D’abord, je vous souhaite une joyeuse St-Valentin! Hier, c’était la fête de l’amour, j’ai le goût de partager avec vous un cadeau pour vous amener à vous aimer encore plus ☺. Nous manquons cruellement d’amour de soi et de confiance en soi et sans toujours nous en rendre compte, cela crée beaucoup de stress en nous!

Je suis tombée « par hasard » sur une conférence sur le stress, diffusée à la télévision la semaine dernière et organisée par l’Université de Montréal dans le cadre des conférences de la Montagne. Le titre était « Le stress : notre meilleur ennemi? » et la Dre Sonia Lupien était invitée à partager son expertise sur le sujet. Mme Lupien est directrice scientifique du Centre de recherche de l’institut universitaire en santé mentale de Montréal et professeure titulaire au Département de psychiatrie de l’Université de Montréal. Elle est aussi fondatrice et directrice du Centre d’études sur le stress humain et titulaire Chaire sur la santé mentale des hommes et des femmes des Instituts canadiens de la santé des hommes et des femmes. Elle étudie les effets des hormones de stress sur le cerveau humain, de l’enfance à l’âge avancé.

Le contenu de sa présentation était tellement pertinent pour mes clients (et moi-même !) que j’ai pensé vous l’offrir en cadeau ce mois-ci.

En gros, voici ce qu’elle a partagé :

  • Notre cerveau est un détecteur de menace et face à la menace il choisit toujours entre deux stratégies : combattre ou fuir
  • Le stress est une réponse naturelle de l’organisme aux menaces à la survie. Le problème, aujourd’hui, est que nous ne faisons plus la distinction entre une menace réelle (qu’elle nomme « des stresseurs absolus », ex : habiter un pays en guerre avec danger réel de mourir) et une menace imaginée (qu’elle nomme « des stresseurs relatifs », ex : avoir peur de rater un examen)
  • Le cerveau ne fait pas la distinction entre une menace réelle ou imaginée ; c’est la porte d’entrée du stress. Si, par exemple, on se sent menacé de rater une présentation orale et que dans notre perception, cette menace est grave, le cerveau réagira de la même façon que si nous étions un homme des cavernes menacé de mourir face à l’attaque d’un mammouth. La réponse de stress sera donc aigüe dans les deux cas.
  • À chaque menace, réelle ou imaginée, cela crée une réponse biologique de stress qui enverra le message à notre cerveau de déclencher une cascade d’effets :
    • Activation de l’hypothalamus (Pour votre information, l’hypothalamus fait partie du système nerveux central. C’est une petite région située au cœur du cerveau, qui sert de pont entre le système nerveux autonome et le système endocrinien.
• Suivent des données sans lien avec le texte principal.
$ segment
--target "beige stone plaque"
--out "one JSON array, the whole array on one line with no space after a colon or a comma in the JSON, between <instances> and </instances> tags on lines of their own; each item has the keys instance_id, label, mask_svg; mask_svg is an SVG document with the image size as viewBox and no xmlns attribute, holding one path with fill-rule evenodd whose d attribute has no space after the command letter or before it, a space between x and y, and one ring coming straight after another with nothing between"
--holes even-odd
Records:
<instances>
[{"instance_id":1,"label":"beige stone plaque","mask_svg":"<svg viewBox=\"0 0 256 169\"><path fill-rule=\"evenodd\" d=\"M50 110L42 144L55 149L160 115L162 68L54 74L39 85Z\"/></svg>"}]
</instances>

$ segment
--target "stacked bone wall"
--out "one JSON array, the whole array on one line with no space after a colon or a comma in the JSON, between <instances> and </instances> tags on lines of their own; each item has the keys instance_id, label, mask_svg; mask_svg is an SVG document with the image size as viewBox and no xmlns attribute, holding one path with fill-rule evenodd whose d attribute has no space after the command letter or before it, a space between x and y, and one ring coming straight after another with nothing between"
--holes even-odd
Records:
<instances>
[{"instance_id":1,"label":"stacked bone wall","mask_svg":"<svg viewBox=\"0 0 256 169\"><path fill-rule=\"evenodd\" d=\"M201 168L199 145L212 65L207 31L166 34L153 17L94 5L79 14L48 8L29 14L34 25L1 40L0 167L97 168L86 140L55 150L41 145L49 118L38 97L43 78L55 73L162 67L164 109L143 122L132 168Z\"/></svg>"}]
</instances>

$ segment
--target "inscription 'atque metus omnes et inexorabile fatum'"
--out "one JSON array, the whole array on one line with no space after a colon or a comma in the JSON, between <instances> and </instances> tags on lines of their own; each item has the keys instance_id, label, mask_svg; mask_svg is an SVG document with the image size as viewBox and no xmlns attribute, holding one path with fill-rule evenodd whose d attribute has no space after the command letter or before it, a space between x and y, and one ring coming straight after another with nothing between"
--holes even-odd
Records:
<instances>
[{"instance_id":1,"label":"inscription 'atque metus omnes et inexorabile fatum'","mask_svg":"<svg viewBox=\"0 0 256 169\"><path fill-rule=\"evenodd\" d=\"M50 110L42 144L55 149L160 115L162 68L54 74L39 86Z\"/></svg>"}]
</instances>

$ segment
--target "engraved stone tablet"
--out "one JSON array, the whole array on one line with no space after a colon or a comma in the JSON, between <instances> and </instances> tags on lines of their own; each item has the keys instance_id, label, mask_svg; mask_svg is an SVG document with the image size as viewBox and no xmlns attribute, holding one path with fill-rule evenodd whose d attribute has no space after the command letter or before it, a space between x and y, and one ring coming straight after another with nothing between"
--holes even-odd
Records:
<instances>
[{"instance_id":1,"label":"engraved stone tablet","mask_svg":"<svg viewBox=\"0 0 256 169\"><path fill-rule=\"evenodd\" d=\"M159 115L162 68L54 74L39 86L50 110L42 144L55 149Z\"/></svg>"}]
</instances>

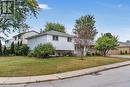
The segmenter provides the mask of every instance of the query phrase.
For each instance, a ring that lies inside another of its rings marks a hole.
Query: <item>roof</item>
[[[32,37],[28,37],[26,39],[32,39],[32,38],[40,37],[40,36],[44,36],[44,35],[57,35],[57,36],[62,36],[62,37],[74,37],[73,35],[70,35],[68,33],[62,33],[62,32],[52,30],[52,31],[40,33],[40,34],[32,36]]]
[[[39,34],[39,32],[32,30],[32,31],[28,31],[28,32],[23,32],[23,33],[17,34],[17,35],[15,35],[15,36],[13,36],[13,37],[17,37],[17,36],[19,36],[19,35],[23,35],[23,34],[25,34],[25,33],[30,33],[30,32],[35,32],[35,33],[38,33],[38,34]]]
[[[127,42],[121,42],[121,41],[119,41],[119,44],[124,44],[126,46],[130,46],[130,43],[127,43]]]

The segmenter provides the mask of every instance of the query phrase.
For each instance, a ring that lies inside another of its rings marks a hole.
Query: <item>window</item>
[[[67,38],[67,41],[68,41],[68,42],[72,42],[72,38],[71,38],[71,37],[68,37],[68,38]]]
[[[58,36],[53,36],[53,40],[58,41],[59,40]]]

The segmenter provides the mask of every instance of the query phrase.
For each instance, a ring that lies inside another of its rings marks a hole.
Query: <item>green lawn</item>
[[[127,61],[108,57],[76,57],[38,59],[29,57],[0,57],[0,76],[35,76],[79,70],[100,65]]]

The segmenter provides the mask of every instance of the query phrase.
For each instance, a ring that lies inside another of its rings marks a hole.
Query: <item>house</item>
[[[38,35],[39,33],[36,31],[28,31],[28,32],[24,32],[24,33],[20,33],[17,34],[15,36],[13,36],[12,39],[6,40],[5,41],[5,45],[7,47],[9,47],[11,45],[12,42],[14,42],[15,44],[18,43],[18,41],[22,41],[23,44],[28,44],[27,39],[28,37],[34,36],[34,35]]]
[[[56,51],[56,55],[62,53],[74,53],[74,36],[57,31],[43,32],[38,35],[26,38],[28,46],[33,50],[39,44],[51,43]]]
[[[115,55],[115,54],[130,54],[130,43],[127,42],[120,42],[119,46],[115,50],[110,50],[108,55]]]

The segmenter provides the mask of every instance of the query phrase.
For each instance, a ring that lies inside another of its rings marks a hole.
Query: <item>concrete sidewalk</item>
[[[71,72],[66,72],[66,73],[52,74],[52,75],[29,76],[29,77],[0,77],[0,85],[25,84],[25,83],[61,80],[61,79],[67,79],[67,78],[97,73],[100,71],[118,68],[118,67],[127,66],[127,65],[130,65],[130,61],[104,65],[104,66],[99,66],[99,67],[94,67],[94,68],[88,68],[88,69],[83,69],[83,70],[71,71]]]

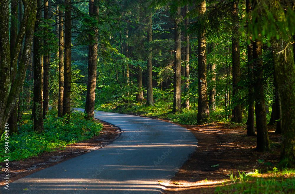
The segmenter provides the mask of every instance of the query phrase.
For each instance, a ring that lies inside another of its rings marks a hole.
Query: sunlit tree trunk
[[[180,113],[181,110],[181,34],[180,29],[180,7],[177,8],[175,19],[174,57],[174,92],[172,112]]]
[[[250,0],[246,0],[246,12],[248,14],[247,19],[247,25],[249,26],[249,24],[252,22],[252,7]],[[250,32],[248,31],[248,33]],[[249,98],[249,106],[248,110],[248,119],[246,122],[247,125],[247,134],[248,136],[255,136],[255,123],[254,120],[254,88],[253,82],[253,45],[252,43],[252,37],[250,35],[248,36],[250,39],[250,43],[247,45],[247,55],[248,56],[248,80],[250,82],[248,87],[248,98]]]
[[[189,13],[189,6],[186,5],[185,6],[185,14],[187,15]],[[186,18],[185,19],[185,28],[186,32],[187,33],[185,37],[185,41],[186,44],[185,47],[185,68],[184,70],[185,76],[186,78],[184,84],[184,91],[188,91],[189,86],[189,33],[188,33],[188,29],[189,27],[189,18]],[[189,99],[188,98],[185,100],[184,108],[188,110],[189,110]]]
[[[40,8],[42,4],[41,0],[37,0],[38,9],[37,12],[36,22],[35,26],[35,33],[40,30],[42,13]],[[34,120],[34,131],[40,132],[44,131],[42,109],[42,64],[40,48],[42,44],[42,38],[34,36],[34,110],[32,112]]]
[[[71,0],[65,0],[65,63],[63,115],[71,114],[71,64],[72,55],[71,5]],[[69,116],[68,119],[69,119]]]
[[[17,36],[18,26],[17,26],[17,12],[18,8],[18,4],[17,0],[12,0],[11,6],[10,13],[10,50],[13,50],[13,48],[15,46],[16,42],[17,37]],[[12,52],[10,53],[11,57],[13,57],[11,56],[12,54]],[[17,68],[17,66],[14,66],[14,68]],[[13,74],[12,75],[12,84],[13,85],[13,83],[14,82],[15,77],[16,76],[17,71],[13,72]],[[17,132],[17,107],[18,103],[14,106],[12,112],[11,113],[10,116],[7,122],[9,125],[9,131],[11,132]]]
[[[240,33],[239,32],[239,11],[238,1],[236,1],[233,3],[232,24],[233,34],[232,37],[232,96],[234,100],[238,98],[239,90],[237,85],[240,80]],[[232,110],[232,122],[242,123],[243,120],[242,117],[242,109],[241,105],[236,105]]]
[[[153,40],[152,15],[148,19],[148,43]],[[148,67],[147,69],[147,105],[154,105],[154,98],[153,94],[153,64],[152,58],[153,54],[152,47],[149,46],[148,49]]]
[[[45,19],[49,18],[48,15],[48,0],[44,0],[44,13],[43,17]],[[48,29],[45,29],[45,34],[48,33]],[[44,46],[45,48],[49,46],[47,43],[48,38],[44,38]],[[45,118],[49,110],[49,66],[50,59],[49,52],[48,50],[43,57],[43,118]]]
[[[266,122],[266,114],[263,84],[263,72],[262,66],[262,43],[261,40],[261,13],[259,9],[256,9],[258,6],[255,0],[252,1],[253,10],[257,12],[257,17],[253,23],[258,27],[259,37],[253,42],[253,66],[255,69],[254,73],[254,90],[255,96],[255,115],[257,131],[257,144],[256,150],[259,151],[266,151],[270,149],[269,141]]]
[[[281,97],[282,110],[282,142],[280,165],[295,167],[295,66],[292,47],[289,38],[279,31],[280,24],[287,20],[284,9],[278,0],[257,0],[263,5],[262,13],[270,12],[275,22],[273,30],[277,31],[278,39],[271,38],[276,83]],[[271,22],[273,22],[272,21]],[[285,38],[284,38],[285,37]]]
[[[58,76],[58,116],[63,116],[63,101],[64,86],[64,42],[63,42],[63,12],[59,8],[59,72]]]
[[[203,1],[199,5],[199,14],[201,19],[206,11],[206,1]],[[207,93],[207,58],[206,33],[203,26],[200,27],[198,33],[199,56],[198,59],[199,72],[198,103],[198,123],[202,123],[209,117],[209,107]]]
[[[210,44],[208,48],[208,52],[212,52],[213,50],[215,49],[215,44],[214,43],[211,43]],[[212,86],[210,88],[209,92],[209,108],[210,110],[215,110],[216,108],[216,102],[215,101],[215,95],[216,94],[216,91],[215,89],[215,81],[216,80],[215,77],[215,69],[216,64],[214,63],[210,63],[210,71],[213,74],[211,81],[214,84],[214,85]]]
[[[91,2],[93,1],[93,2]],[[90,0],[89,1],[89,14],[91,17],[97,20],[99,9],[98,0]],[[90,7],[92,6],[91,8]],[[92,11],[92,12],[90,12]],[[98,29],[97,26],[93,27],[93,35],[90,36],[92,41],[94,42],[88,47],[90,50],[88,56],[88,82],[87,86],[86,101],[85,106],[85,112],[87,114],[85,119],[89,120],[94,118],[94,109],[95,102],[95,88],[96,87],[96,66],[97,61],[97,36]]]
[[[143,93],[142,92],[142,70],[140,66],[137,67],[137,88],[139,94],[136,94],[136,101],[142,102],[143,101]]]

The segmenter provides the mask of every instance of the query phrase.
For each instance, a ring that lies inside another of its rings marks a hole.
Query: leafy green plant
[[[27,158],[90,138],[98,135],[102,128],[100,123],[85,120],[81,112],[72,113],[68,123],[65,117],[54,116],[56,113],[51,113],[44,120],[45,130],[42,133],[34,131],[33,122],[30,121],[21,126],[18,133],[9,136],[10,160]],[[4,141],[2,139],[0,146],[0,151],[4,153]],[[4,160],[3,156],[0,156],[0,160]]]

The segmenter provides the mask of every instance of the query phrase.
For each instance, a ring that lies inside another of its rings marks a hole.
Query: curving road
[[[99,111],[95,118],[119,127],[121,135],[10,183],[9,190],[2,187],[0,193],[160,193],[197,146],[192,133],[167,122]]]

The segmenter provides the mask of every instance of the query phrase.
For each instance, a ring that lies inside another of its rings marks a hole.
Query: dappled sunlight
[[[59,193],[62,191],[74,193],[79,190],[83,191],[97,191],[104,193],[104,191],[141,191],[142,192],[158,191],[161,192],[165,187],[159,184],[157,179],[149,181],[131,180],[118,181],[115,180],[92,179],[23,179],[18,181],[22,184],[27,182],[32,184],[26,190],[38,191],[55,191]],[[166,182],[166,184],[168,183]],[[162,185],[164,183],[161,182]]]

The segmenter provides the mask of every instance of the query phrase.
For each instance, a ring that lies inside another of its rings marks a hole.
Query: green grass
[[[279,171],[276,167],[264,174],[255,170],[238,177],[230,173],[231,183],[217,187],[215,193],[258,194],[295,193],[295,170],[285,169]]]
[[[51,112],[44,120],[44,131],[33,131],[33,121],[24,121],[19,133],[9,134],[9,154],[10,160],[20,160],[37,156],[45,151],[91,138],[99,134],[102,125],[96,122],[86,120],[81,112],[73,113],[71,120],[56,116]],[[0,140],[0,152],[4,153],[4,136]],[[0,161],[4,159],[0,156]]]

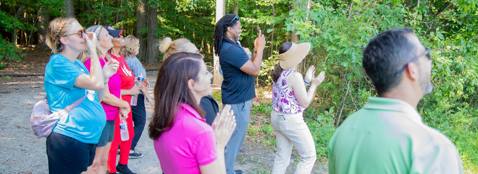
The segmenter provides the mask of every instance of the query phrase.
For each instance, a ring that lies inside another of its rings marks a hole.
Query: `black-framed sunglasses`
[[[231,21],[229,22],[229,24],[230,24],[233,21],[234,21],[235,19],[237,19],[238,20],[240,20],[240,19],[239,19],[239,17],[238,16],[238,15],[236,15],[236,17],[232,18],[232,20],[231,20]]]
[[[68,34],[68,35],[65,36],[66,37],[66,36],[69,36],[69,35],[73,35],[73,34],[78,34],[78,35],[79,35],[80,37],[81,38],[81,36],[83,36],[83,33],[85,33],[85,31],[86,30],[87,30],[87,29],[84,27],[83,29],[80,30],[80,31],[76,31],[75,33],[71,33],[71,34]]]
[[[402,75],[402,73],[403,72],[403,71],[405,71],[405,69],[407,68],[407,65],[408,65],[409,63],[415,61],[416,61],[417,59],[418,59],[418,58],[420,58],[420,57],[426,55],[426,57],[428,58],[429,60],[432,60],[431,50],[430,49],[430,48],[426,47],[425,47],[425,52],[424,52],[423,53],[422,53],[420,55],[419,55],[418,56],[413,58],[413,59],[410,60],[410,61],[408,61],[408,62],[407,62],[407,63],[405,63],[405,65],[403,65],[403,67],[402,68],[402,70],[400,70],[400,71],[398,72],[395,75],[395,76],[398,77],[399,76],[400,76],[400,75]]]

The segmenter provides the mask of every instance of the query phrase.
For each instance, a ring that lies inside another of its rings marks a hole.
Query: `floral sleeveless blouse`
[[[272,108],[274,110],[284,113],[297,113],[304,109],[299,104],[294,92],[289,88],[287,77],[293,69],[284,70],[277,82],[272,82]]]

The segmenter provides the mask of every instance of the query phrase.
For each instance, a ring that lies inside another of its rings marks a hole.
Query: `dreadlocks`
[[[219,51],[221,51],[221,46],[222,45],[222,40],[225,39],[229,43],[237,45],[236,42],[229,39],[226,35],[226,32],[228,31],[228,27],[236,26],[237,21],[239,20],[235,18],[236,15],[228,14],[219,20],[214,26],[214,35],[213,36],[213,38],[214,40],[214,54],[216,56],[219,56]]]

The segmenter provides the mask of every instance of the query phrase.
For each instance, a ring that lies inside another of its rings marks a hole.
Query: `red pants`
[[[116,172],[116,156],[118,149],[118,146],[120,146],[120,161],[118,163],[122,164],[128,164],[128,158],[130,157],[130,149],[131,148],[131,142],[134,137],[134,130],[133,129],[133,117],[131,116],[131,112],[128,114],[128,118],[126,119],[126,123],[128,124],[128,132],[130,135],[130,139],[125,141],[121,141],[121,135],[120,134],[120,115],[116,116],[116,122],[115,122],[115,135],[113,138],[113,142],[111,143],[111,148],[109,149],[109,152],[108,153],[108,162],[107,163],[107,168],[108,172],[110,173]]]

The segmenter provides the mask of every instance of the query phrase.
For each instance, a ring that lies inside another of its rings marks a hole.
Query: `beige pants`
[[[315,146],[302,114],[283,113],[274,110],[271,113],[271,122],[275,130],[277,142],[272,174],[285,173],[290,162],[293,146],[295,147],[300,155],[300,161],[294,174],[310,174],[312,170],[317,158]],[[283,115],[284,120],[279,121],[279,115]]]

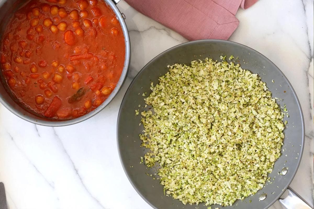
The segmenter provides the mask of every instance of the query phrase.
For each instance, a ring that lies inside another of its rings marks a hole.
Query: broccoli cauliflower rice
[[[146,165],[160,166],[166,194],[185,205],[231,205],[256,193],[284,136],[284,114],[265,83],[224,60],[168,67],[144,99],[154,112],[140,113]]]

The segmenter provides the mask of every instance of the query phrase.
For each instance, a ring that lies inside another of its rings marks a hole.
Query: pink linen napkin
[[[239,25],[235,15],[257,0],[125,0],[135,9],[190,40],[226,40]]]

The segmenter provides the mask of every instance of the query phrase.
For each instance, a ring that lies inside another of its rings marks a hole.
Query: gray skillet
[[[143,128],[142,126],[139,125],[141,117],[135,116],[135,110],[144,109],[138,107],[140,104],[143,107],[145,104],[142,94],[145,92],[147,95],[150,93],[151,82],[152,81],[155,84],[158,82],[158,78],[167,72],[167,66],[168,65],[188,64],[193,60],[202,60],[207,57],[218,60],[221,55],[226,55],[227,57],[231,55],[236,57],[238,56],[238,60],[236,61],[238,62],[242,68],[257,73],[262,81],[266,83],[272,93],[273,97],[282,99],[283,101],[278,102],[282,107],[286,105],[290,117],[284,119],[288,121],[284,130],[285,136],[282,147],[284,151],[282,151],[281,156],[275,163],[273,172],[269,175],[272,183],[268,182],[255,195],[248,197],[243,201],[237,201],[231,206],[213,205],[212,208],[267,208],[287,190],[296,172],[304,145],[304,122],[295,92],[282,72],[262,54],[237,43],[213,39],[185,43],[164,52],[142,69],[126,93],[118,118],[118,148],[124,171],[136,191],[154,208],[207,209],[208,206],[202,204],[184,205],[177,200],[164,196],[163,187],[159,184],[157,178],[154,180],[150,176],[150,174],[154,175],[155,173],[155,169],[148,169],[144,164],[140,163],[140,156],[144,156],[145,151],[140,147],[141,141],[138,134]],[[272,82],[273,80],[274,82]],[[286,173],[284,168],[288,168]],[[285,175],[280,175],[282,171],[282,174]],[[288,196],[279,200],[287,208],[311,208],[300,200],[292,191],[289,189],[287,191]]]

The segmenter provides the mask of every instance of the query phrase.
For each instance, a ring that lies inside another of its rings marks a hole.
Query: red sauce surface
[[[121,26],[102,1],[32,0],[7,26],[0,63],[21,106],[64,120],[87,114],[108,98],[125,53]]]

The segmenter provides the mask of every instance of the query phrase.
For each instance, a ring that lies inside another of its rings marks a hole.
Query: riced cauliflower
[[[280,155],[275,99],[257,74],[224,60],[169,66],[145,99],[153,111],[141,112],[144,162],[160,166],[166,194],[184,204],[231,205],[254,194]]]

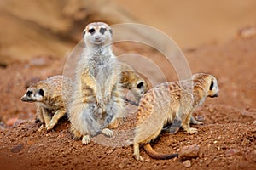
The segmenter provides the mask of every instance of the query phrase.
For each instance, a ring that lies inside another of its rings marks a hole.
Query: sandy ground
[[[183,130],[177,134],[163,133],[154,143],[155,150],[175,153],[184,146],[198,144],[200,154],[191,160],[191,169],[255,169],[255,47],[254,37],[184,52],[193,73],[207,72],[218,78],[219,97],[207,99],[195,113],[205,119],[204,125],[193,126],[199,129],[197,134],[189,135]],[[143,49],[136,50],[139,53]],[[146,55],[148,52],[143,53]],[[20,97],[34,80],[61,74],[65,62],[64,59],[43,55],[0,68],[1,168],[184,168],[178,159],[154,160],[143,149],[141,154],[146,161],[136,162],[131,146],[111,147],[96,142],[84,146],[80,140],[72,139],[67,117],[53,131],[39,132],[40,123],[34,122],[34,105],[22,103]],[[171,72],[169,79],[175,78]],[[236,151],[230,154],[230,150]]]

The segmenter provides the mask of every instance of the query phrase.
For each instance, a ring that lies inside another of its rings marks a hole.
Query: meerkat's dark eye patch
[[[39,89],[39,94],[40,94],[41,96],[44,96],[44,92],[43,89]]]
[[[214,82],[213,82],[213,81],[212,80],[211,85],[210,85],[210,90],[212,90],[213,85],[214,85]]]
[[[137,85],[137,88],[141,88],[144,85],[143,82],[140,82]]]
[[[90,28],[90,29],[88,30],[88,32],[90,32],[90,34],[94,34],[95,33],[95,29]]]
[[[27,95],[27,96],[29,96],[29,97],[30,97],[30,96],[31,96],[31,94],[32,94],[32,91],[27,91],[27,92],[26,92],[26,95]]]
[[[106,31],[107,31],[107,28],[101,28],[101,29],[100,29],[100,32],[101,32],[102,34],[104,34]]]

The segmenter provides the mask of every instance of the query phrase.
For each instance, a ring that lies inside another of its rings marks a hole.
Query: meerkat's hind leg
[[[46,130],[51,130],[58,123],[59,119],[64,116],[66,114],[65,110],[58,110],[52,116],[49,125],[46,127]]]
[[[140,156],[140,146],[137,143],[133,143],[133,157],[137,161],[144,161],[144,159]]]
[[[89,135],[84,135],[84,136],[83,136],[83,138],[82,138],[82,144],[90,144],[90,136]]]
[[[43,116],[44,116],[45,127],[48,127],[49,123],[49,122],[51,120],[51,116],[50,116],[49,111],[47,110],[47,109],[43,108],[42,111],[43,111]]]
[[[203,122],[201,122],[200,121],[196,121],[193,116],[191,116],[191,117],[190,117],[190,123],[194,124],[194,125],[202,125],[202,124],[204,124]]]

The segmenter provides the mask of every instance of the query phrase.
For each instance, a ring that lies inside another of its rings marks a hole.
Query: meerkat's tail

Il est effet impliqué dans la régulation de grandes fonctions comme la faim, la soif, le sommeil ou la température corporelle. Il est aussi impliqué dans le comportement sexuel et les émotions. Réf. : Futura Santé)
    • Production d’hormones de stress (combattre ou fuir)
    • Activation de nos glandes surrénales (qui sont situées sur nos reins et qui produisent, entre autres, le cortisol et l’adrénaline qui sont nos sources d’énergie pour combattre ou fuir)
    • Ces hormones d’énergie remontent au cerveau à l’intérieur de 8 à 10 minutes, particulièrement dans les régions de l’apprentissage, de la mémoire et de la régulation des émotions
    • À la base, ces activations sont saines pour nous, car elles ont été nécessaires à la survie de l’espèce et dans la mesure où nous avons besoin d’énergie pour survivre (combattre ou fuir).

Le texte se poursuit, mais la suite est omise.